Two works with the same h index scores are comparable in terms of their tag clouds overall descriptive impact, even if the total number of unique or repeated tags is very different.




For two works with the similar number of unique tags, the work with the higher h index has a tag cloud that is more fully descriptive.


Here we ask the old cataloger question, “Would a searcher who typed in “people, portfolio, fotos” be happy with the result of David Shirgley’s URL?” What about a user who searched for “design, plugins, collaboration”, would they be interested in structured blogging? We think the answer is more likely yes in the latter case.

To get a sense of what is a common h index, we took random samples of 100 works from both del.icio.us and library thing and calculated the h index for their tag clouds. In both cases, we found most of the h indexes fell within the 3-7 range. More testing is needed to see if this pattern holds.


Folksonomies in the OPAC

Can folksonomies provide the edge that online catalogs need to be competitive in a world dominated by Google and Amazon?

Folksonomies are flexible and self-moderating, but when combined with a more traditional hierarchical taxonomy they may be able to offer the personal, interactive and productive search experience that people are looking for in an online catalog. Next generation interfaces by vendors such as Innovative Interfaces are betting on just this. Their new browser, Encore, allows users to search and add tags to the OPAC.

Once we have integrated a folksonomy into the online catalog, an exciting opportunity arises. Works would be described both by the taxonomic Library of Congress Subject Headings, but also by the folksonomic tag cloud. If we could benchmark the h index, to determine at what h value a tag cloud would sufficiently describe the work, then we could use the h index to create a conversation between the folksonomy and the taxonomy.

Conclusions

Imagine a catalog where users can freely assign tags to any work in the collection. The integrated library system that manages the online catalog can calculate the h index of the tag cloud after each new tag is added. This would be dynamic and hidden from the users. Also imagine that by this point studies have shown that if a tag cloud for a work scores an h index of 15 or higher, then it is a very descriptive tag cloud. The integrated library system can alert the librarians every time a new work reaches an h index of 15. The librarians can then review the tag cloud, without editing it, and see if any additional Library of Congress Subject Headings should be added.

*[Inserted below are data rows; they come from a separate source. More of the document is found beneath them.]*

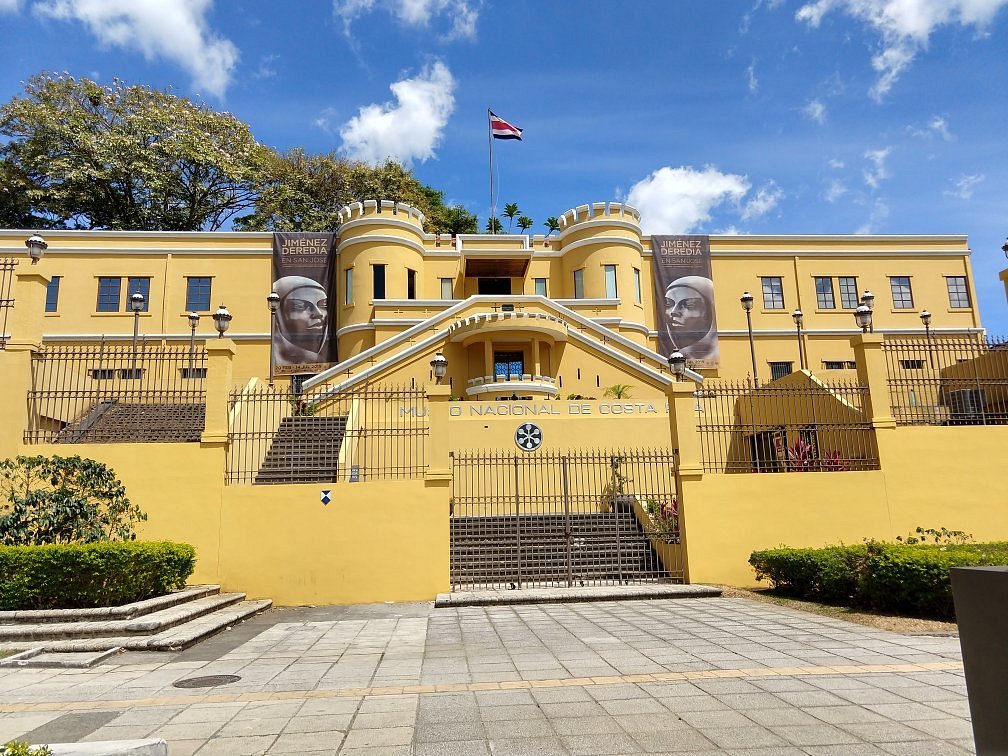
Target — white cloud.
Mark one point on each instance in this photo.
(408, 129)
(461, 15)
(904, 27)
(876, 171)
(814, 110)
(964, 185)
(172, 29)
(675, 201)
(834, 191)
(766, 200)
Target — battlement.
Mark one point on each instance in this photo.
(599, 211)
(381, 210)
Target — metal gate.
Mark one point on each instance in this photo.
(564, 518)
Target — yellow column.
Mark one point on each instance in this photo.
(436, 451)
(24, 326)
(220, 356)
(872, 373)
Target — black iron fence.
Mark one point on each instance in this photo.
(804, 425)
(113, 393)
(7, 266)
(948, 380)
(278, 436)
(564, 518)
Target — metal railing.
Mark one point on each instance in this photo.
(280, 436)
(807, 425)
(7, 266)
(111, 393)
(564, 518)
(948, 380)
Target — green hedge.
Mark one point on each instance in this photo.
(910, 580)
(78, 576)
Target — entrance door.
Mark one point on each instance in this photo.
(494, 286)
(556, 518)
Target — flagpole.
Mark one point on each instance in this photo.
(490, 142)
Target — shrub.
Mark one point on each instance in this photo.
(63, 500)
(896, 578)
(91, 575)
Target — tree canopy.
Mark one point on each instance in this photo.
(80, 154)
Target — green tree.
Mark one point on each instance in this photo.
(510, 213)
(63, 500)
(127, 157)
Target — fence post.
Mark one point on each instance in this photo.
(220, 356)
(874, 375)
(682, 423)
(437, 443)
(24, 325)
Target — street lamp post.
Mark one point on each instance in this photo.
(925, 318)
(273, 301)
(439, 367)
(194, 319)
(747, 304)
(868, 299)
(136, 302)
(36, 247)
(222, 321)
(798, 318)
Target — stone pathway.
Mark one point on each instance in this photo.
(685, 675)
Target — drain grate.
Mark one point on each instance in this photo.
(210, 680)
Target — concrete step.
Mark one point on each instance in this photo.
(124, 612)
(148, 624)
(170, 639)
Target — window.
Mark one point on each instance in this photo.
(780, 369)
(52, 294)
(198, 293)
(610, 281)
(773, 292)
(959, 293)
(849, 298)
(143, 286)
(824, 293)
(902, 296)
(108, 294)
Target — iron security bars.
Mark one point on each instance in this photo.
(7, 265)
(948, 380)
(113, 393)
(563, 518)
(802, 425)
(281, 436)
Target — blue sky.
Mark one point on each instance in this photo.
(764, 116)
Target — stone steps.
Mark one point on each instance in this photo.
(166, 623)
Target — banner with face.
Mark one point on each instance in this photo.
(683, 291)
(303, 277)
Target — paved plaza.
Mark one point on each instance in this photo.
(685, 675)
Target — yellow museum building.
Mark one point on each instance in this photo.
(482, 383)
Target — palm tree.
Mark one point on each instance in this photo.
(510, 213)
(619, 391)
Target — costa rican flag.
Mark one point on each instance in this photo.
(501, 129)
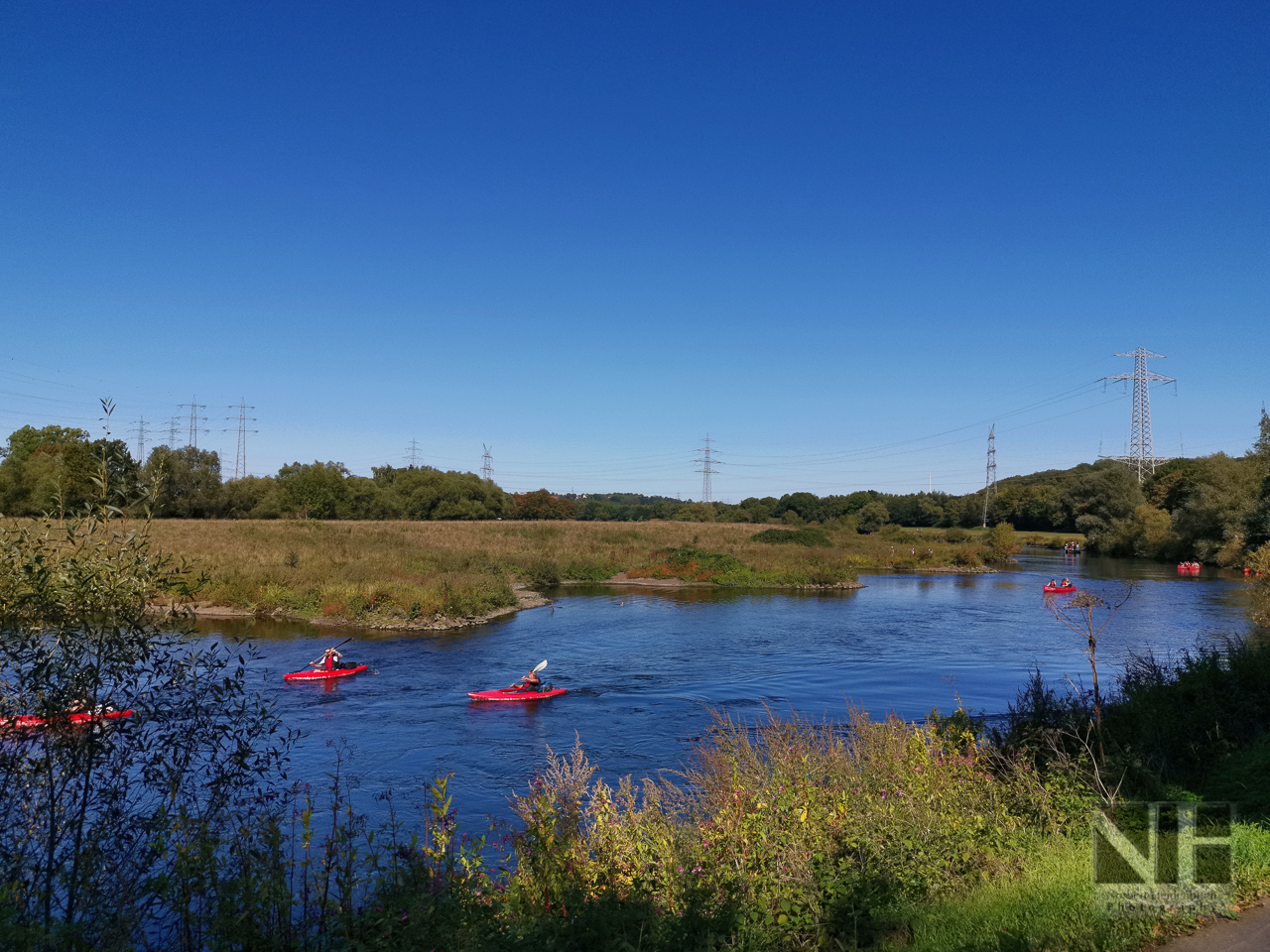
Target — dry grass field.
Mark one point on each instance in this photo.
(382, 572)
(421, 574)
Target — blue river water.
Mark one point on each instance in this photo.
(643, 667)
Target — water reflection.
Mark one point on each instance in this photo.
(643, 666)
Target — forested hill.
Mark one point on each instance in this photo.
(1211, 508)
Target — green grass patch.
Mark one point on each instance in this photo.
(794, 537)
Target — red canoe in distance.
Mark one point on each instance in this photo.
(31, 721)
(325, 674)
(513, 694)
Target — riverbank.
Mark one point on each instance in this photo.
(439, 575)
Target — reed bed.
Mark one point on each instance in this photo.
(389, 572)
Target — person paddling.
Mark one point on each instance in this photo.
(531, 680)
(326, 662)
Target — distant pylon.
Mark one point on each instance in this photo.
(243, 420)
(989, 485)
(194, 419)
(140, 429)
(1141, 456)
(707, 463)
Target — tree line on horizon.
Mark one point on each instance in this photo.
(1213, 508)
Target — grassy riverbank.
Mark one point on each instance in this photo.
(778, 834)
(393, 572)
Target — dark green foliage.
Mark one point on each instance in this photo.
(797, 537)
(1198, 722)
(710, 561)
(190, 483)
(51, 470)
(540, 504)
(873, 517)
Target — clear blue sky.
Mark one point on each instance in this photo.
(842, 238)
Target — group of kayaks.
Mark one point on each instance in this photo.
(80, 719)
(530, 688)
(327, 667)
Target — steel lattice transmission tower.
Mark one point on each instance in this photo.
(194, 419)
(413, 457)
(707, 462)
(140, 430)
(989, 485)
(243, 420)
(1142, 457)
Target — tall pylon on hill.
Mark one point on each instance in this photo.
(989, 485)
(707, 462)
(194, 420)
(140, 430)
(243, 420)
(1141, 457)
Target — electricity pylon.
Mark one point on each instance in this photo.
(1142, 456)
(243, 420)
(707, 463)
(989, 486)
(194, 419)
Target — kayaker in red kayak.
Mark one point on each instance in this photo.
(326, 662)
(530, 682)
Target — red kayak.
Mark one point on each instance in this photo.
(324, 674)
(28, 721)
(513, 694)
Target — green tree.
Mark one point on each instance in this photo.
(314, 490)
(540, 504)
(873, 517)
(1216, 511)
(123, 834)
(1097, 498)
(190, 483)
(1257, 525)
(1001, 542)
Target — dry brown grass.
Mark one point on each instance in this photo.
(390, 571)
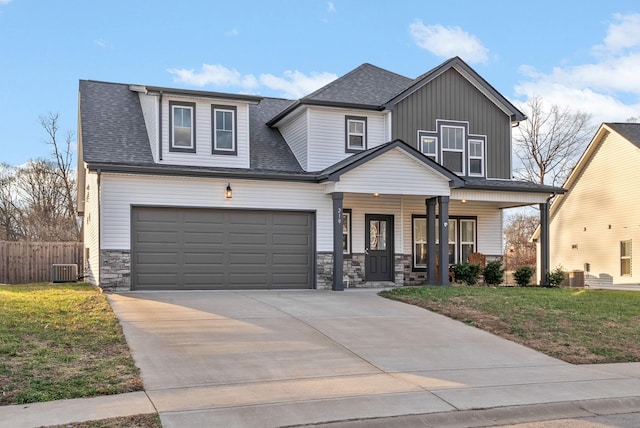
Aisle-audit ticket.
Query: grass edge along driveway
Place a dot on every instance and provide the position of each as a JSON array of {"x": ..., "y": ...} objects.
[
  {"x": 579, "y": 326},
  {"x": 61, "y": 341}
]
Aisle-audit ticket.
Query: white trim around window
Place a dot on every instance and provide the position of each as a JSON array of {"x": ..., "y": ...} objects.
[
  {"x": 182, "y": 130},
  {"x": 625, "y": 258},
  {"x": 223, "y": 130},
  {"x": 355, "y": 134},
  {"x": 476, "y": 157},
  {"x": 452, "y": 142}
]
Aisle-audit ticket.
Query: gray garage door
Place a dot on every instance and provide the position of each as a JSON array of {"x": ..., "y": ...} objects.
[{"x": 194, "y": 249}]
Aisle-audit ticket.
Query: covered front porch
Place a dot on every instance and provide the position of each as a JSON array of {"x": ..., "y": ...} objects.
[{"x": 391, "y": 205}]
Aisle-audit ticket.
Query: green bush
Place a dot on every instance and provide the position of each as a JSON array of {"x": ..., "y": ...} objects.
[
  {"x": 523, "y": 275},
  {"x": 555, "y": 277},
  {"x": 467, "y": 273},
  {"x": 493, "y": 273}
]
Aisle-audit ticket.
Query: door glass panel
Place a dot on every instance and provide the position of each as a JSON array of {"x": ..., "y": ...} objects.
[{"x": 378, "y": 235}]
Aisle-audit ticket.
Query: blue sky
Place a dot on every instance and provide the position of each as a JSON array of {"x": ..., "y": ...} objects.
[{"x": 583, "y": 55}]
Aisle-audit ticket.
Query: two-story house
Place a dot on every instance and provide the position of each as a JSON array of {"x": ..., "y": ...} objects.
[{"x": 353, "y": 185}]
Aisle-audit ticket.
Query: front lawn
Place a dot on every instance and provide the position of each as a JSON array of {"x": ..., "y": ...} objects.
[
  {"x": 61, "y": 341},
  {"x": 579, "y": 326}
]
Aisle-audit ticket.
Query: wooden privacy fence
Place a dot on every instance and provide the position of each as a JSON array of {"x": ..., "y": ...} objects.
[{"x": 24, "y": 262}]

In this scenario, the taxonomy and folksonomy are in conversation with each other as a proxy for a librarian-user dialog with the h index as the moderator. Here we get the best of both worlds: the flexible, adaptable, and cheap folksonomy can continue to monitor the changing meaning of a work, while the orderly taxonomy can prevent chaos from overriding the online catalog. Benchmarking such a useful metric as the h index will require a larger sampling of user-generated tags, possibly by discipline, genre, and form.

Acknowledgements

We would like to thank Professor David Cohen of Swarthmore College's Physics & Astronomy Department for introducing us to the h index as well as for some mathematical assistance. Our thanks go out to fellow student MLS student Peter Cherches for his help with formatting blogger after class. Lastly, thank you to Pratt Librarian Jean Hines for letting us experiment in her library.